I was wondering if their are any obdii guys out their burnin chips-i wanted to know what the actual chip tou were using to burn the files onto is-the actual brand and serial number, having some problems with my burner and chip compatability when they make it tonthe ecu- this is for aba tuning. Any helpmis awsome!


Sent from my iPhone using Tapatalk


----------



## TIGninja (Mar 21, 2010)

InlinePerformance said:


> I was wondering if their are any obdii guys out their burnin chips-i wanted to know what the actual chip tou were using to burn the files onto is-the actual brand and serial number, having some problems with my burner and chip compatability when they make it tonthe ecu- this is for aba tuning.
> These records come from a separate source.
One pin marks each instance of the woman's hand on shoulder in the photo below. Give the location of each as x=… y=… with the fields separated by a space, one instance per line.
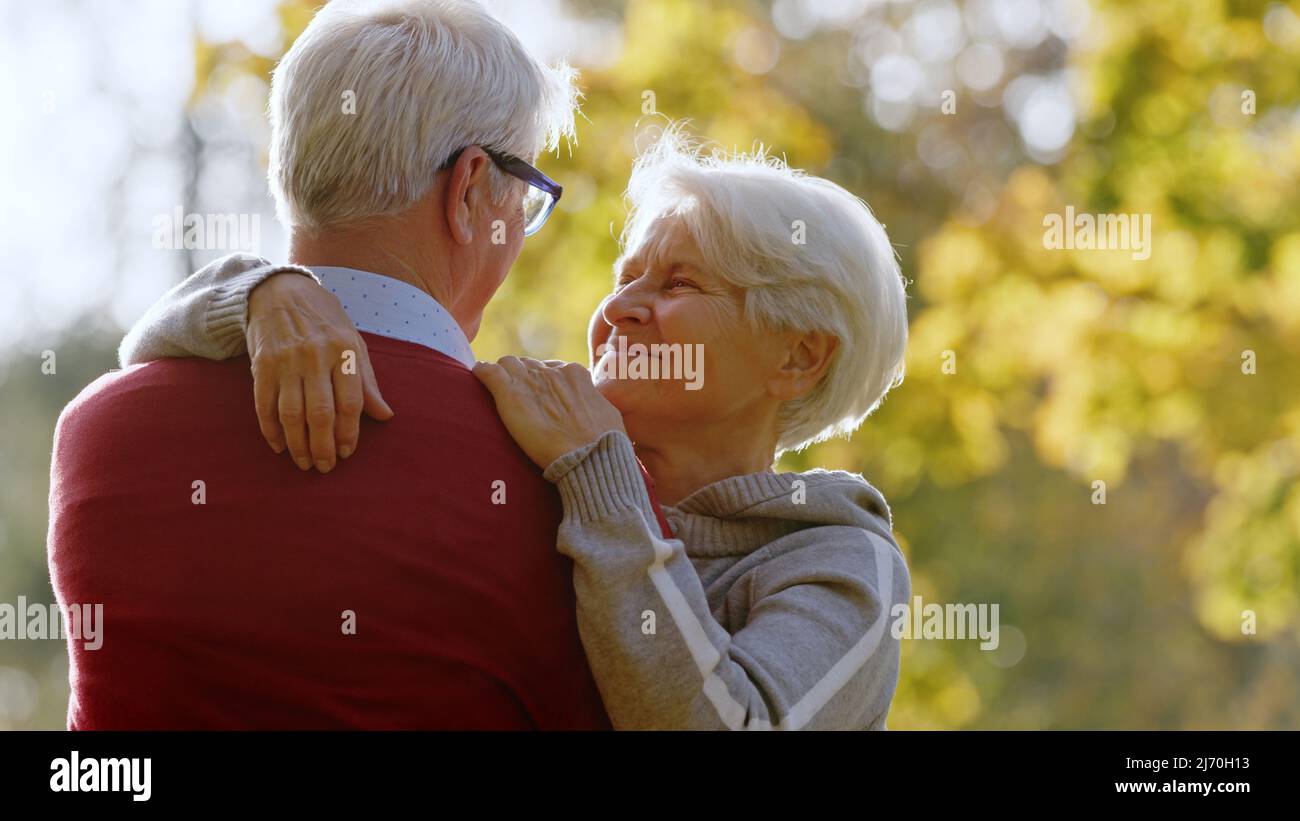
x=550 y=408
x=311 y=372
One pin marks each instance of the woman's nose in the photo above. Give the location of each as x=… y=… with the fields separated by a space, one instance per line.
x=628 y=304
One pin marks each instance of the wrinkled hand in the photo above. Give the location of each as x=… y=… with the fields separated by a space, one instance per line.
x=311 y=372
x=550 y=407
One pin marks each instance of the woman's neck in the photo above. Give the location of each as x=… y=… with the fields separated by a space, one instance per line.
x=680 y=465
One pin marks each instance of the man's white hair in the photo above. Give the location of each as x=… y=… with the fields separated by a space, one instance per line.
x=376 y=95
x=810 y=256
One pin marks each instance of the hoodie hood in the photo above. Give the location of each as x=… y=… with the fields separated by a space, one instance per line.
x=742 y=513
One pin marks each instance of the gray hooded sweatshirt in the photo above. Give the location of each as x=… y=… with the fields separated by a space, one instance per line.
x=770 y=606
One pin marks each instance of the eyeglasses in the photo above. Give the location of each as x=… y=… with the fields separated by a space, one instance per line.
x=542 y=191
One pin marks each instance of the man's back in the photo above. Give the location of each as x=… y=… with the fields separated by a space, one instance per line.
x=239 y=612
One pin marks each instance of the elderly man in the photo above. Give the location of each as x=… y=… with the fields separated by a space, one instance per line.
x=241 y=591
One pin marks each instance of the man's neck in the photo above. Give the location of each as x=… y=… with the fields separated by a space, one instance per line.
x=377 y=252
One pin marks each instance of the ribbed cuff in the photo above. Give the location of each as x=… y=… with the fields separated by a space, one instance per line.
x=228 y=309
x=601 y=479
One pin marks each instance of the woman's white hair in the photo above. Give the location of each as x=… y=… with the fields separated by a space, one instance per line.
x=376 y=95
x=810 y=256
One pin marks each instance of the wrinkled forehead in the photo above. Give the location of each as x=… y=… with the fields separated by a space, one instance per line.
x=664 y=242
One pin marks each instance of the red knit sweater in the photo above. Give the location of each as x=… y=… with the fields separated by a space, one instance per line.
x=233 y=613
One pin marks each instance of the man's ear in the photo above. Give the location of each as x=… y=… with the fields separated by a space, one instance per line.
x=806 y=360
x=467 y=190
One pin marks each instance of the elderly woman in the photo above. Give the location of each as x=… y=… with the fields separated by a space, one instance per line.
x=750 y=599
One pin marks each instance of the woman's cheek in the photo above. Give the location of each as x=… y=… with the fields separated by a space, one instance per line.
x=597 y=331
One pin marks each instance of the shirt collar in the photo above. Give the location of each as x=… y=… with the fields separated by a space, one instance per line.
x=393 y=308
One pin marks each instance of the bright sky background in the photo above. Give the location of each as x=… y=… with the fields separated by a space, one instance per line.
x=92 y=127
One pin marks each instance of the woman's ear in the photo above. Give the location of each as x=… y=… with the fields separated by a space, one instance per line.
x=806 y=360
x=466 y=190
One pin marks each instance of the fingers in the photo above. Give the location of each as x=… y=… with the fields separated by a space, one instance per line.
x=265 y=394
x=349 y=402
x=319 y=398
x=293 y=420
x=375 y=405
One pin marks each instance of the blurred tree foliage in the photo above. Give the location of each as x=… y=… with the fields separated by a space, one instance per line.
x=1071 y=368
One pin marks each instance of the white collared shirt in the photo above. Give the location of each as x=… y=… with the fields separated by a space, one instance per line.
x=393 y=308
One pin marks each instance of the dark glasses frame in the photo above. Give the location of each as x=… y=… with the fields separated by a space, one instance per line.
x=520 y=169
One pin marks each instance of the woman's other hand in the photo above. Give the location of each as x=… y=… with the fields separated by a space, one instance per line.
x=311 y=372
x=550 y=407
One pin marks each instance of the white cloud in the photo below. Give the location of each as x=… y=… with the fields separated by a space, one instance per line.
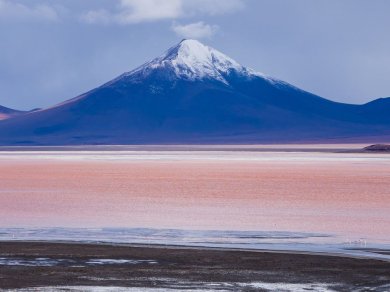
x=14 y=11
x=149 y=10
x=136 y=11
x=197 y=30
x=212 y=7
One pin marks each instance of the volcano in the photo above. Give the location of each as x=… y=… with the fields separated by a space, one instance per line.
x=194 y=94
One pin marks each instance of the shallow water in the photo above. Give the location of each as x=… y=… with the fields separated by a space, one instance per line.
x=345 y=196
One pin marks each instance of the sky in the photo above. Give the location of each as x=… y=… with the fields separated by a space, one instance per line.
x=53 y=50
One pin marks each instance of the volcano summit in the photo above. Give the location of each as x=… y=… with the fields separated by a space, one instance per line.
x=196 y=94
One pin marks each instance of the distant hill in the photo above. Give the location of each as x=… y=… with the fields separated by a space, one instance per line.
x=195 y=94
x=6 y=113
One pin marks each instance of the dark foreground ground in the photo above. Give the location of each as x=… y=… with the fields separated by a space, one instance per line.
x=42 y=264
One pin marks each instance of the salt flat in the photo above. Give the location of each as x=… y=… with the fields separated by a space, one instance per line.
x=346 y=194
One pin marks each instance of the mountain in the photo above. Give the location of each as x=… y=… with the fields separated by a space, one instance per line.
x=6 y=113
x=196 y=94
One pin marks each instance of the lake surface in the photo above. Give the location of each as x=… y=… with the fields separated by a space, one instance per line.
x=336 y=198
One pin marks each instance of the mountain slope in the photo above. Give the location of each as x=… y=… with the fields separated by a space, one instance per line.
x=195 y=94
x=6 y=113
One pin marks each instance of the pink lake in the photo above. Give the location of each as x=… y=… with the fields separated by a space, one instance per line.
x=337 y=193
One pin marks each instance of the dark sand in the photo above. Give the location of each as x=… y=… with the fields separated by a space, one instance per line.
x=186 y=268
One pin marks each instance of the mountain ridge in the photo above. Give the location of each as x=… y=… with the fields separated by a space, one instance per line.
x=195 y=94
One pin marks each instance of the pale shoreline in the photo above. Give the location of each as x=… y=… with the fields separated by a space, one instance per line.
x=209 y=248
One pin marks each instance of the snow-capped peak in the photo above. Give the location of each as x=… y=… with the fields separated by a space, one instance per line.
x=192 y=60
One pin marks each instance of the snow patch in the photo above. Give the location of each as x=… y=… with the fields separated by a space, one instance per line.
x=192 y=60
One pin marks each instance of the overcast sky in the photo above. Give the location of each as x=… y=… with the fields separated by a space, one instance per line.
x=53 y=50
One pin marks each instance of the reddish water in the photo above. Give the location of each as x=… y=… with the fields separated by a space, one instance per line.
x=347 y=194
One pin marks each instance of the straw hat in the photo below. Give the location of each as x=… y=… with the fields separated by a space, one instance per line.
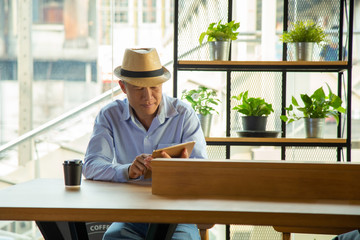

Any helpmis awsome!
> 
> 
> Sent from my iPhone using Tapatalk


Convert to OBD1, OBD2 is crap anyways.


----------



## InlinePerformance (Oct 25, 2008)

Totally disagree-but thanks for the insitefull information.


Sent from my iPhone using Tapatalk


----------



## TIGninja (Mar 21, 2010)

InlinePerformance said:


> Totally disagree-but thanks for the insitefull information.
> 
> 
> Sent from my iPhone using Tapatalk


There is zero advantage to using OBD2 and many for using OBD1. You can emulate and live edit OBD1, but you cannot do this with OBD2 without spending foolish money. That alone is worth the switch. There are fully developed free programs to do this with as well. Equipment to do it is cheap. There is no sane reason to mess around with OBD2. 

http://forums.vwvortex.com/showthre...-tuning-thread&highlight=OBD1+motronic+tuning


----------